Poderíamos ou podemos?


Deveríamos montar canais de rádio e tv para que o povo pudesse se expressar e mostrar a seus conterrâneos mais irados que estava começando a acontecer algo bom por lá e que ensinassem ao povo coisas úteis para as suas emergências, seu dia-a-dia.
Deveríamos ou devemos?


Precisaríamos de técnicos agrícolas, industriais, precisaríamos de empresários que produzissem lá. É perto dos EUA, grande e rico mercado consumidor. Poderíamos estabelecer acordos industriais e comerciais importantes com o Haiti, que está às portas da corte. Precisaríamos de que os haitianos participassem e auxiliassem em todas as atividades e assim aprendessem.
Precisaríamos ou precisamos?


Uma missão de paz deveria ter por objetivo ajudar uma nação a se consolidar e crescer. Uma missão de paz das nações unidas deveria ser algo parecido com algumas nações auxiliando uma, alguns povos ajudando um povo, a recuperar-se, a erguer-se. Missão de paz não poderia ser missão de guerra.

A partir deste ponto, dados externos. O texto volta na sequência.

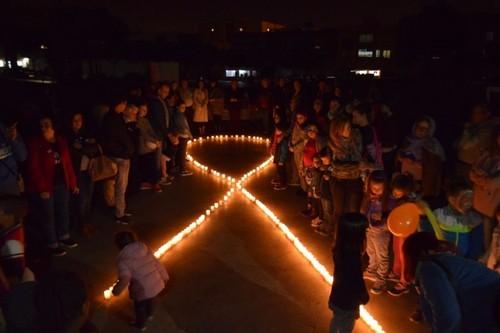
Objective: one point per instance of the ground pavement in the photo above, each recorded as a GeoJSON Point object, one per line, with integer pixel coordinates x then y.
{"type": "Point", "coordinates": [236, 272]}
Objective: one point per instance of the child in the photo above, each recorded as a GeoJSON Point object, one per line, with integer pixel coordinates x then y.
{"type": "Point", "coordinates": [493, 257]}
{"type": "Point", "coordinates": [401, 192]}
{"type": "Point", "coordinates": [142, 273]}
{"type": "Point", "coordinates": [461, 224]}
{"type": "Point", "coordinates": [325, 226]}
{"type": "Point", "coordinates": [348, 289]}
{"type": "Point", "coordinates": [378, 237]}
{"type": "Point", "coordinates": [279, 149]}
{"type": "Point", "coordinates": [184, 132]}
{"type": "Point", "coordinates": [312, 176]}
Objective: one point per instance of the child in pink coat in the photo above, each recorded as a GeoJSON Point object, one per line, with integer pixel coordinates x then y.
{"type": "Point", "coordinates": [144, 275]}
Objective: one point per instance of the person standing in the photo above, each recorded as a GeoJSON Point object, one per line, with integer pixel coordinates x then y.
{"type": "Point", "coordinates": [119, 147]}
{"type": "Point", "coordinates": [50, 179]}
{"type": "Point", "coordinates": [200, 106]}
{"type": "Point", "coordinates": [348, 288]}
{"type": "Point", "coordinates": [82, 148]}
{"type": "Point", "coordinates": [184, 135]}
{"type": "Point", "coordinates": [234, 103]}
{"type": "Point", "coordinates": [12, 153]}
{"type": "Point", "coordinates": [216, 105]}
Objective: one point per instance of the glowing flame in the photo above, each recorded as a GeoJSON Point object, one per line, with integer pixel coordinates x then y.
{"type": "Point", "coordinates": [238, 184]}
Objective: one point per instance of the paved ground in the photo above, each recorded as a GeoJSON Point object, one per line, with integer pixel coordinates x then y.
{"type": "Point", "coordinates": [236, 273]}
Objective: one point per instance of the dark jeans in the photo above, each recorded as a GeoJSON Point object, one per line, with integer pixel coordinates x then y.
{"type": "Point", "coordinates": [180, 156]}
{"type": "Point", "coordinates": [143, 310]}
{"type": "Point", "coordinates": [55, 212]}
{"type": "Point", "coordinates": [148, 168]}
{"type": "Point", "coordinates": [347, 195]}
{"type": "Point", "coordinates": [82, 202]}
{"type": "Point", "coordinates": [281, 171]}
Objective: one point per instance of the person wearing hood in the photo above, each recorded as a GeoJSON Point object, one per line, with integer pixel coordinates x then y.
{"type": "Point", "coordinates": [12, 153]}
{"type": "Point", "coordinates": [141, 272]}
{"type": "Point", "coordinates": [474, 140]}
{"type": "Point", "coordinates": [422, 156]}
{"type": "Point", "coordinates": [347, 164]}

É claro que ao receber tiros, os soldados revidam. E a fome? O que deve fazer um faminto? Como um faminto revidaria à fome? Em última instância arriscará a própria vida, para tentar salvá-la. É o óbvio. A possibilidade de paz começa quando param os tiros. Ver pratos de comida pode ser o primeiro passo para que os dedos deixem os gatilhos. Ainda há tempo, caro companheiro presidente, caros companheiros comandantes do governo, de sermos parceiros da Nação Haitiana, de erguê-la desta vala de miséria e horror. Gastamos duzentos, quatrocentos milhões para contê-los? Pois gastemos 2 bilhões para erguê-los - isto seria mais importante que uma cadeira fictícia no conselho de segurança da onu (assim, minúscula onu mesmo).

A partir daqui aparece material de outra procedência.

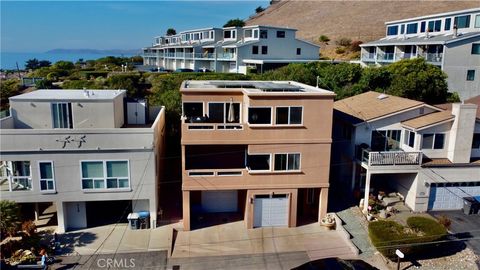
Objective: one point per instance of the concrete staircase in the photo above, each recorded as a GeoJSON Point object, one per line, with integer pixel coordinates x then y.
{"type": "Point", "coordinates": [353, 225]}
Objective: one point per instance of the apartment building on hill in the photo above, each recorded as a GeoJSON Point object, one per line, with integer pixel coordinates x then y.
{"type": "Point", "coordinates": [90, 154]}
{"type": "Point", "coordinates": [449, 40]}
{"type": "Point", "coordinates": [257, 151]}
{"type": "Point", "coordinates": [230, 49]}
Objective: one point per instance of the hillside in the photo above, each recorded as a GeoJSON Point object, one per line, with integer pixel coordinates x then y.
{"type": "Point", "coordinates": [359, 20]}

És um bom negociante, caro companheiro presidente, já o provaste fazendo nestes três anos maior caixa que nos séculos de Sarney, Collor, Itamar e FhD juntos - se nos aliares ao Haiti estaremos às portas do império e poderemos até ter lucro junto com os haitianos - mas o imprescindível, o preponderante, muito mais que o lucro e a onu, é que não percamos ainda mais os nossos fundamentos de povo e nação, mais do que já os temos perdido nas últimas décadas no Brasil e vertiginosamente nesta missão do Haiti (a crer em tudo como foi publicado na Folha de SPDB).

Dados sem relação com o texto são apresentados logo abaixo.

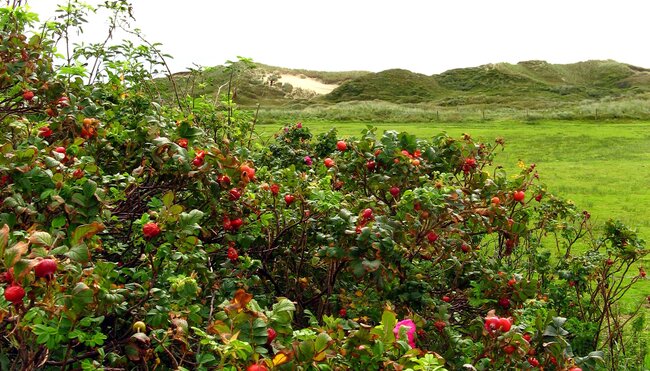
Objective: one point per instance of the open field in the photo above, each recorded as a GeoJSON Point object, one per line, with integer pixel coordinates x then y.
{"type": "Point", "coordinates": [603, 166]}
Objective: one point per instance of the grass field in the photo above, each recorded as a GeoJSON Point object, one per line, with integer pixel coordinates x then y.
{"type": "Point", "coordinates": [604, 167]}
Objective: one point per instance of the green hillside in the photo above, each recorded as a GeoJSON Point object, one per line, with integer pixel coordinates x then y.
{"type": "Point", "coordinates": [493, 82]}
{"type": "Point", "coordinates": [591, 89]}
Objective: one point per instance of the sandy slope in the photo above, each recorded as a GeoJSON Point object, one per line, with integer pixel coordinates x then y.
{"type": "Point", "coordinates": [307, 83]}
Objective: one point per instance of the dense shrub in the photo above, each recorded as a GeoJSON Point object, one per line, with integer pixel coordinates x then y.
{"type": "Point", "coordinates": [139, 234]}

UM OUTRO MUNDO É POSSÍVEL, COMPANHEIROS?

Leia trecho do artigo da Folha de SPDB aqui, no Animot

Comentários

Jean Scharlau disse…
Comentário meu no blog do Sílvio (http://www.contoseencontros.blogspot.com/) sobre os EUA no Paraguai -
Jean Scharlau disse...
A SARCÁSTICA E REPETITIVA HISTÓRIA - sob a batuta da Inglaterra com seus interesses e poderes financeiros, Argentina, Brasil e Uruguai arrasaram o Paraguai, o país mais próspero e desenvolvido da América do Sul no século 19. Mais de 200 anos antes, no século 17 portanto (1631-1639), portugueses de São Paulo e espanhóis americanos puseram em fuga de Guairá - Paraguai, os índios guaranis que restaram de suas chacinas e capturas. Mudaram-se, após muita mortandade, mais para o sul do continente, fundando a República dos Guaranis, (hoje oeste do Rio Grande do Sul e norte da Argentina) que prosperou por mais de um século, até que os portugueses, novamente em combinação com os espanhóis os massacrassem.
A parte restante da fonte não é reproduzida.